## Hitting and Commute Times in Large Random Neighborhood Graphs

*Ulrike von Luxburg, Agnes Radl, Matthias Hein*; 15(May):1751−1798, 2014.

### Abstract

In machine learning, a popular tool to analyze the structure of
graphs is the hitting time and the commute distance (resistance
distance). For two vertices $u$ and $v$, the hitting time
$H_{uv}$ is the expected time it takes a random walk to travel
from $u$ to $v$. The commute distance is its symmetrized version
$C_{uv} = H_{uv} + H_{vu}$. In our paper we study the behavior
of hitting times and commute distances when the number $n$ of
vertices in the graph tends to infinity. We focus on random
geometric graphs ($\epsilon$-graphs, kNN graphs and Gaussian
similarity graphs), but our results also extend to graphs with a
given expected degree distribution or Erdos-Renyi graphs with
planted partitions.
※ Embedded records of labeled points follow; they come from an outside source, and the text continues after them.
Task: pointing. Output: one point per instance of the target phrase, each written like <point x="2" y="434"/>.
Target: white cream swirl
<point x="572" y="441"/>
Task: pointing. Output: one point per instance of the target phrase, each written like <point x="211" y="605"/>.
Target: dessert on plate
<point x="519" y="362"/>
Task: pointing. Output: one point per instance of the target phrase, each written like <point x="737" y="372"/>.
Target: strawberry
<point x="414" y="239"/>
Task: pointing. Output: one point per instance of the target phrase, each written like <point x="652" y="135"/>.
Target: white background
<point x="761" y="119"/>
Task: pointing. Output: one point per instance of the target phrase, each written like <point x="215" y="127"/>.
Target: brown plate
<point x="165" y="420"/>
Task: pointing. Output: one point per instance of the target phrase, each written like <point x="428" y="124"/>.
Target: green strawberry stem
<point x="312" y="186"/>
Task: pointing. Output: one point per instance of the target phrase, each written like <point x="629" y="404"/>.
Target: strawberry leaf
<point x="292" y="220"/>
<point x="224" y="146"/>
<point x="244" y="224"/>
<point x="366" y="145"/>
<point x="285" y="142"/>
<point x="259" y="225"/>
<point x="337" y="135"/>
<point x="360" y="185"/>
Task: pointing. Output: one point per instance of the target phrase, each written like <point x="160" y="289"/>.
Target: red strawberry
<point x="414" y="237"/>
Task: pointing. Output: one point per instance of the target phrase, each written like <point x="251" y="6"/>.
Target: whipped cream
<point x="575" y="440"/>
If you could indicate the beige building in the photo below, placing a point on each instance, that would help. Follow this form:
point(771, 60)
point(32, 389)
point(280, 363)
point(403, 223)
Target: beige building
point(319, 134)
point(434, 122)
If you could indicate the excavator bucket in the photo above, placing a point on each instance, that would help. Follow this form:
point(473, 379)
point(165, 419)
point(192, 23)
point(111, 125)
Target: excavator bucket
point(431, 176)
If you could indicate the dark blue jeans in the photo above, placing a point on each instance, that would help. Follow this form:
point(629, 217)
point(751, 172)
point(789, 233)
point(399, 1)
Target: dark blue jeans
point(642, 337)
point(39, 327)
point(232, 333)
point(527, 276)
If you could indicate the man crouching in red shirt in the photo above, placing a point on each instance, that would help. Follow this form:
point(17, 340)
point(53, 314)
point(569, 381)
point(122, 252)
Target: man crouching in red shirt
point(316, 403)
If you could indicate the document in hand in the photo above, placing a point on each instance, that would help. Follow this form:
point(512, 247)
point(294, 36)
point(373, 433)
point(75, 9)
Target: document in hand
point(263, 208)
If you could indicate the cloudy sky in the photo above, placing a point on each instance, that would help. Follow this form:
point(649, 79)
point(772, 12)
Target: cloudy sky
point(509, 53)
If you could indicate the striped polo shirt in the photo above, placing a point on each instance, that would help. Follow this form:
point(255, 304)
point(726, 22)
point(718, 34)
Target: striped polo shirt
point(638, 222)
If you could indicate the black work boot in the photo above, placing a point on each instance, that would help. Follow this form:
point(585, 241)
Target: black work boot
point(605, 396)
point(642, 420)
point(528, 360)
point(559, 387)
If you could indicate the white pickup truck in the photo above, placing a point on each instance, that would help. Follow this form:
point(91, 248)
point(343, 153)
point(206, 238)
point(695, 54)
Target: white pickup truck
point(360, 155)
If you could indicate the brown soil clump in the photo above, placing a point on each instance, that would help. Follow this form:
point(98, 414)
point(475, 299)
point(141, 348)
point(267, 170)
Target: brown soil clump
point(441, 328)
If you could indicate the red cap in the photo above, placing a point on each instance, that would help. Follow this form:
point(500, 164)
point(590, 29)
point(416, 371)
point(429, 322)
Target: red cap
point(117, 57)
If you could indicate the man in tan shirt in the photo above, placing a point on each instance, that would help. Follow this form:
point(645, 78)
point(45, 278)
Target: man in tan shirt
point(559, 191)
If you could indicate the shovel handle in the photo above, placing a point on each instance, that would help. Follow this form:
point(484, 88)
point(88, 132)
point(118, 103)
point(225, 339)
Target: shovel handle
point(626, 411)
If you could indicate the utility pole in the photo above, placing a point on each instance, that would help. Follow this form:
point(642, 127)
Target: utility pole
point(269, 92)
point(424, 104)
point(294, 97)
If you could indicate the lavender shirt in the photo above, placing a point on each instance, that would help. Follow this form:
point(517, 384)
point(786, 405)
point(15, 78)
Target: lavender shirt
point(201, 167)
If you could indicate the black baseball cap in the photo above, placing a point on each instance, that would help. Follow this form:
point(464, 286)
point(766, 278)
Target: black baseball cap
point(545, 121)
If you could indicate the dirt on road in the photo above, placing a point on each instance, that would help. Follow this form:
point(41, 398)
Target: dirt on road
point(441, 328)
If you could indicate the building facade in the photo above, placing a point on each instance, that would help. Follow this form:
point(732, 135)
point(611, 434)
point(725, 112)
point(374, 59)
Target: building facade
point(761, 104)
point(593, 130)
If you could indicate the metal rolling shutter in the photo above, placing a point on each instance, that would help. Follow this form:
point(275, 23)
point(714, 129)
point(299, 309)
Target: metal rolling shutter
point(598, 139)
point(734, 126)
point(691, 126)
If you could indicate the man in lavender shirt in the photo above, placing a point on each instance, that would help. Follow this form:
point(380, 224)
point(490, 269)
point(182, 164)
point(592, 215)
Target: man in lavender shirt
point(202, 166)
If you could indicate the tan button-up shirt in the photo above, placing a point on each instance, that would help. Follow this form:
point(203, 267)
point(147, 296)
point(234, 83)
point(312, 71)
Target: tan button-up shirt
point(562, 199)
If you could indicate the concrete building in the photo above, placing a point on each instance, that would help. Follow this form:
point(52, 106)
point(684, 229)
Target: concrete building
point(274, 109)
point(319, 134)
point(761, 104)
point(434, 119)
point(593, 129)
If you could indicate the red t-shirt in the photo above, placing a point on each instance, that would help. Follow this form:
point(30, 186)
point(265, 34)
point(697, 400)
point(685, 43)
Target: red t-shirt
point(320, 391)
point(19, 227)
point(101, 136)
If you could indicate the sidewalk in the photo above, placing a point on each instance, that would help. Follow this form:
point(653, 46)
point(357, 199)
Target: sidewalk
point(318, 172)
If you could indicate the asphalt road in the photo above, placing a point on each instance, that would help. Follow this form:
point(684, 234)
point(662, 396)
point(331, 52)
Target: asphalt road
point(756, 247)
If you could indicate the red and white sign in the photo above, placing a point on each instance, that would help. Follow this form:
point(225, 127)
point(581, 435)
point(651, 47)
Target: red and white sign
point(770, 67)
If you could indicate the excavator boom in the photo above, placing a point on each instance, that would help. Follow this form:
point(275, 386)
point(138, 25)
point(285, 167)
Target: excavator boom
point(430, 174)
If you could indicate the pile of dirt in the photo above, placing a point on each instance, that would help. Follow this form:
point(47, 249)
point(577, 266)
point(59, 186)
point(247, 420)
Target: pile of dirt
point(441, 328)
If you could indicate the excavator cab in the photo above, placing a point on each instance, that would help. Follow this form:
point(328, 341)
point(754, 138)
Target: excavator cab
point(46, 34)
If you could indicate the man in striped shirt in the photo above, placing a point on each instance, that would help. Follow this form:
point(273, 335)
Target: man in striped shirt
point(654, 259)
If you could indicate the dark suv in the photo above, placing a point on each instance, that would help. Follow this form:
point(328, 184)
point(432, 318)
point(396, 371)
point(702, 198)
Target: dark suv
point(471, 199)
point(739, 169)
We prove that in these graph families, the
suitably rescaled hitting time $H_{uv}$ converges to $1/d_v$ and
the rescaled commute time to $1/d_u + 1/d_v$ where $d_u$ and
$d_v$ denote the degrees of vertices $u$ and $v$. In these
cases, hitting and commute times do not provide information
about the structure of the graph, and their use is discouraged
in many machine learning applications.